Für AEE-Geschäftsführer Philipp Vohrer setzt dieser Vorschlag an der richtigen Stelle an, »denn die alten, unflexiblen Kohlekraftwerke sind nicht nur die größten CO2-Emittenten, sondern blockieren auch den weiteren Fortschritt der Energiewende«. So verursachte die Braunkohle im Jahr 2011 durchschnittlich 1169 Gramm CO2-Emissionen pro Kilowatstunde erzeugten Stroms. Bei der Steinkohle waren es 892 Gramm und beim Erdgas 388. Erneuerbare Energiequellen produzieren natürlich keinerlei Treibhausgase bei der Stromgewinnung. »Die CO2-Abgabe für Kohlemeiler wäre akzeptabel, falls sie funktionieren würde«, meint auch die energiepolitische Sprecherin der Linksfraktion, Eva Bulling-Schröter. Sie bezweifelt jedoch, dass »so die ältesten und schmutzigsten Kohlekraftwerke auch wirklich vom Netz gehen«. Und noch immer seien neue Kohlekraftwerke in Planung.

Zudem reichen Vohrer zufolge die von Gabriel angestrebten Einsparungen nicht aus, um die Lücke bei der Erreichung des Minderungsziels zu schließen. »Weitere Maßnahmen wie die Reform des Emissionshandels, der zügige Ausbau erneuerbarer Energien insbesondere im Wärmemarkt und im Verkehr müssen nun konkret angegangen werden«, fordert der AEE-Geschäftsführer deshalb. Zum Beispiel liegt der Preis für Emissionszertifikate derzeit bei sechs Euro pro Tonne.

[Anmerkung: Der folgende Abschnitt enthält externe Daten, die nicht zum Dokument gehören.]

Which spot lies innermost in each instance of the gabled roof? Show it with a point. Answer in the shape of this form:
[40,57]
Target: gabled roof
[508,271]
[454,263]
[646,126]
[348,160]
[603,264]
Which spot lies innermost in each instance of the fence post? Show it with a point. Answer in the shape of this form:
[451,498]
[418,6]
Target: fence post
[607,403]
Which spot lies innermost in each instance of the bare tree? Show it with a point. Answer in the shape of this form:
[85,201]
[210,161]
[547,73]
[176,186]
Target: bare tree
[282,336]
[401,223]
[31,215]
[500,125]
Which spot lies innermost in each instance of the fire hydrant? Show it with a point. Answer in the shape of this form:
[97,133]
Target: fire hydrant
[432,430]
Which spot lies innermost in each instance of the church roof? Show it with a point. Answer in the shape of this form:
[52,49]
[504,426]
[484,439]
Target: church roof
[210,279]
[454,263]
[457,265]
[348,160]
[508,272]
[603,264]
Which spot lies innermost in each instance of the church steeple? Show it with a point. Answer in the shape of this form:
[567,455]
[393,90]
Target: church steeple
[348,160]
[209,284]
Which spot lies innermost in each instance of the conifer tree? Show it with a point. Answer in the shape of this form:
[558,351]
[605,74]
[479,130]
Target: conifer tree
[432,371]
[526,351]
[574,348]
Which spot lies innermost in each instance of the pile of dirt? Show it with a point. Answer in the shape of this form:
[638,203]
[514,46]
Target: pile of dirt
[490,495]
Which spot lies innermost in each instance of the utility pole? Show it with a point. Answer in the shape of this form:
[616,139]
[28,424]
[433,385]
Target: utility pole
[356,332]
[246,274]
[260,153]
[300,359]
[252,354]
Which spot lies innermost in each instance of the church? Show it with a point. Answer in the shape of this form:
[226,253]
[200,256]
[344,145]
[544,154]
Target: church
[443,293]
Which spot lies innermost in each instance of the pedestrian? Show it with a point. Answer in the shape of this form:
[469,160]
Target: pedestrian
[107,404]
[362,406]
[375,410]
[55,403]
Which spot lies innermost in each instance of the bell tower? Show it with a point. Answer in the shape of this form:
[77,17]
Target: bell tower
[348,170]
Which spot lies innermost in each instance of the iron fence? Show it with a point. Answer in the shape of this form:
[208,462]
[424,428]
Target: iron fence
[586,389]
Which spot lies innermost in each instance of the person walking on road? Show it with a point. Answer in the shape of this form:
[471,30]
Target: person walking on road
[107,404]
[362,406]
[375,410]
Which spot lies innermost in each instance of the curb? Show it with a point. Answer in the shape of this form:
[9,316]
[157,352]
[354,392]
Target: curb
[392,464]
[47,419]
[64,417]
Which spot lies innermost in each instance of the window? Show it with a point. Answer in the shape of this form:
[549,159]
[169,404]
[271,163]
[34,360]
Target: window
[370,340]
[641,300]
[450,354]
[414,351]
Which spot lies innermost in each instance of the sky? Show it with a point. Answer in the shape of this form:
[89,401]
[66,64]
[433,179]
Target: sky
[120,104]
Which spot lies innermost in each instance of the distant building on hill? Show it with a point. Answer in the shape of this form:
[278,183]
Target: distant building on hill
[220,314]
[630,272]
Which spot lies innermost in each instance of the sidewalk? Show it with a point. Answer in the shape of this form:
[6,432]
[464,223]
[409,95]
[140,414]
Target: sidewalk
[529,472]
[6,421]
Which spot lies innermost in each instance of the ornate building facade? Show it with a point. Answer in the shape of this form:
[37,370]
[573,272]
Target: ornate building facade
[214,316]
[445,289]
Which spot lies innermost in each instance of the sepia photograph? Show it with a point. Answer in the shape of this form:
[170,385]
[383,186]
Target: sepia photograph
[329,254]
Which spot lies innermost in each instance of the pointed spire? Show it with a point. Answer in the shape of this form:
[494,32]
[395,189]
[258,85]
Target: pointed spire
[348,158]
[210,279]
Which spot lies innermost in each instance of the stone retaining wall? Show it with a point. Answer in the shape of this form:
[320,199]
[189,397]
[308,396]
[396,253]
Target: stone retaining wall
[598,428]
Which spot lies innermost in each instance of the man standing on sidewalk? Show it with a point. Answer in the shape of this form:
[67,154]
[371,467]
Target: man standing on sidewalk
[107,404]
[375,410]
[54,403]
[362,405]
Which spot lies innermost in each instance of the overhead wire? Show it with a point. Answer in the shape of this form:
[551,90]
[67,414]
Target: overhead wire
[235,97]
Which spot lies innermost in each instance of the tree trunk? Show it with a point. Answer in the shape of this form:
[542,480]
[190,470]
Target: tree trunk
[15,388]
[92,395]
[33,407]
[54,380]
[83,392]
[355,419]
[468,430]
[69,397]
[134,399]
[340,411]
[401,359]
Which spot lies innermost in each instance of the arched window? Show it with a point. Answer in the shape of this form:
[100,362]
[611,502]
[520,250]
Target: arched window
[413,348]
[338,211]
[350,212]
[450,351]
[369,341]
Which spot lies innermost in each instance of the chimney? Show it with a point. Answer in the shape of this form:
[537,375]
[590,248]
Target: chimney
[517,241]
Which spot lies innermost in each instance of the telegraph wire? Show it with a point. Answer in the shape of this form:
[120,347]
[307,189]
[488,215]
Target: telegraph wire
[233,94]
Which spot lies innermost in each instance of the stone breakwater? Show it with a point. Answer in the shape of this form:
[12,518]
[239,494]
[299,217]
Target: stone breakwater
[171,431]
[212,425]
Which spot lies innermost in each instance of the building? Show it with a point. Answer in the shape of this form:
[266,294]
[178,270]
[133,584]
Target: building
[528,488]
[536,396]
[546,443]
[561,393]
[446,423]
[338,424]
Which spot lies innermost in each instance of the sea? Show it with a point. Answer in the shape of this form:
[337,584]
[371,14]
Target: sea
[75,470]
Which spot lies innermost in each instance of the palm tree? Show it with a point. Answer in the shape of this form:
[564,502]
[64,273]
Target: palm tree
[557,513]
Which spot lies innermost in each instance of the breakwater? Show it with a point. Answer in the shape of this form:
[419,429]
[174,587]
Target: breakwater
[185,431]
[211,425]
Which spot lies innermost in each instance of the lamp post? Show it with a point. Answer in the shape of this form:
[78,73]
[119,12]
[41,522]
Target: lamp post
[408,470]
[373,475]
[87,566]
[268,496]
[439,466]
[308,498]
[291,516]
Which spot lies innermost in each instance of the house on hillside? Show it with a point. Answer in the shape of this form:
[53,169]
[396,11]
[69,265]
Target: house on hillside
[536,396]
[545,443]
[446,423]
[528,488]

Damit es sich aber überhaupt rechnet, von Kohle- auf relativ klimafreundliche Gaskraftwerke umzusteigen, müssten die Zertifikate mindestens 55 Euro pro Tonne kosten.

Beim Koalitionspartner kommt Gabriels Plan indes nicht gut an. Dieser vertagte deswegen nicht nur die Koalitionsklausur. Union-Fraktionsvize Michael Kretschmer wettere etwa in der »Leipziger Volkszeitung«, Gabriels Energiepolitik nutze dem Klima gar nichts, »ruiniert aber den Wirtschaftsstandort Deutschland«. Auch aus der eigenen Partei erhält Gabriel Widerstand für seine Pläne. Nicht nur die nordrhein-westfälische Ministerpräsidentin Hannelore Kraft, sondern auch SPD-Landespolitiker aus Sachsen und Brandenburg gingen bereits gegen ihren Parteichef in Stellung. Und in der brandenburgischen Lausitz ließ die Industriegewerkschaft Bergbau, Chemie, Energie die Braunkohle-Kumpel am Mittwoch gegen die Pläne Gabriels demonstrieren.